Le travail est très encadré : normes aéronautiques, exigences de navigabilité EASA, traçabilité de chaque modification. La rigueur n'est pas une qualité « bonus », c'est le cœur du métier. L'anglais technique est utilisé tous les jours, car les projets sont européens ou internationaux. Les emplois se concentrent en Occitanie (Toulouse), Nouvelle-Aquitaine (Bordeaux), Île-de-France, Pays de la Loire (Nantes/Saint-Nazaire) et Auvergne-Rhône-Alpes, chez les grands donneurs d'ordre, chez leurs sous-traitants, ou dans des sociétés d'ingénierie et de conseil qui détachent leurs techniciens en mission.
Avec quelques années d'expérience, le technicien devient dessinateur-projeteur puis projeteur confirmé, avec des ensembles plus complexes à concevoir en autonomie. Il peut ensuite se spécialiser (structures, composites, systèmes hydrauliques, harnais électriques, calcul, essais) ou basculer vers les méthodes, la qualité, le support client ou la gestion de configuration. Les postes de chef de projet, responsable d'affaires ou responsable de bureau d'études sont accessibles après 8 à 10 ans.
La voie la plus classique pour monter reste la reprise d'études : licence professionnelle, école d'ingénieurs en alternance ou par la formation continue (CNAM, ITII), ce qui ouvre les fonctions d'ingénieur conception. Les compétences acquises sont aussi très transférables : automobile, spatial, ferroviaire, énergie ou machines spéciales recrutent exactement les mêmes profils.

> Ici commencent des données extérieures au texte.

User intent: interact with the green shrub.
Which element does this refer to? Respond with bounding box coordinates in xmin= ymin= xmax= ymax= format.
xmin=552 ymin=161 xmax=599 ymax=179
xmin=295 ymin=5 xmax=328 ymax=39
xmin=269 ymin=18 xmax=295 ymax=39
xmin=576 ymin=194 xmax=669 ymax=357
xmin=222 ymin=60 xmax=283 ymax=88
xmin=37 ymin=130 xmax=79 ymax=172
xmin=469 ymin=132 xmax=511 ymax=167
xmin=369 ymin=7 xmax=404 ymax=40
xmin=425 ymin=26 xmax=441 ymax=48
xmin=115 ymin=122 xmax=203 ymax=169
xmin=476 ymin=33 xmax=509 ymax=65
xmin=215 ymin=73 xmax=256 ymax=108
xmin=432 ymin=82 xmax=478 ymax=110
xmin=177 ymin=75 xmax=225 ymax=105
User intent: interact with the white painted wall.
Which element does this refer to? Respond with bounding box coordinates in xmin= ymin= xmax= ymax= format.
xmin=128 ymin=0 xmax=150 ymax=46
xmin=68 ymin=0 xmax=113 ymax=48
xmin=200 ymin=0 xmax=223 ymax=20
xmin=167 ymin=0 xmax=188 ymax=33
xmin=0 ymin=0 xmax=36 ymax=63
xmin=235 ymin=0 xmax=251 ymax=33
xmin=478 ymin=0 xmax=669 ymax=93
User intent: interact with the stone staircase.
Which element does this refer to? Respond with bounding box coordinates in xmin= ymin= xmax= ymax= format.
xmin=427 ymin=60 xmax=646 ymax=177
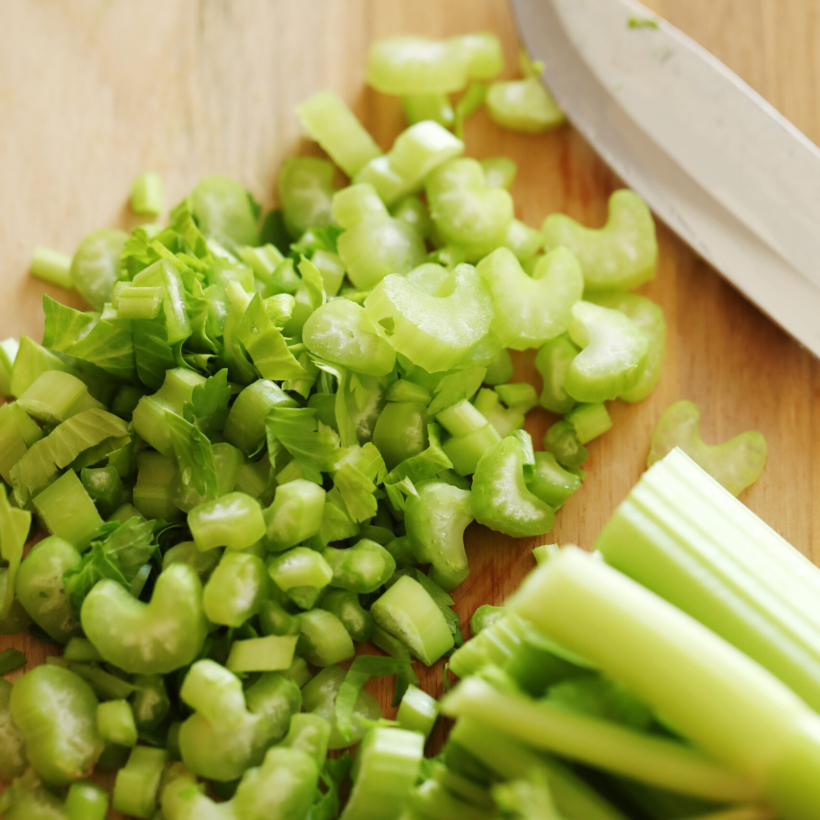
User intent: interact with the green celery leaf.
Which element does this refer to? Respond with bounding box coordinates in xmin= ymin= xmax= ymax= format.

La filière aérospatiale française est en forte reprise : le GIFAS annonce entre 25 000 et 30 000 recrutements pour 2026, dont une large part de techniciens, portés par les cadences de production d'Airbus, les programmes de défense et la décarbonation de l'aviation. Les bureaux d'études font partie des services les plus en tension : on manque de profils maîtrisant la CAO, les matériaux composites et la chaîne numérique. À cela s'ajoute un effet démographique — dans certaines régions, plus de 40 % des techniciens de la filière partiront à la retraite d'ici 2030. Concrètement, un jeune diplômé sérieux, formé en alternance et à l'aise en anglais, trouve rapidement : soit chez un grand donneur d'ordre ou un équipementier, soit dans une société d'ingénierie qui le place en mission chez ces mêmes clients. Point de vigilance : le secteur reste cyclique (crise 2008, Covid 2020), et une bonne polyvalence mécanique permet de rebondir vers l'automobile, le ferroviaire ou l'énergie en cas de coup de frein.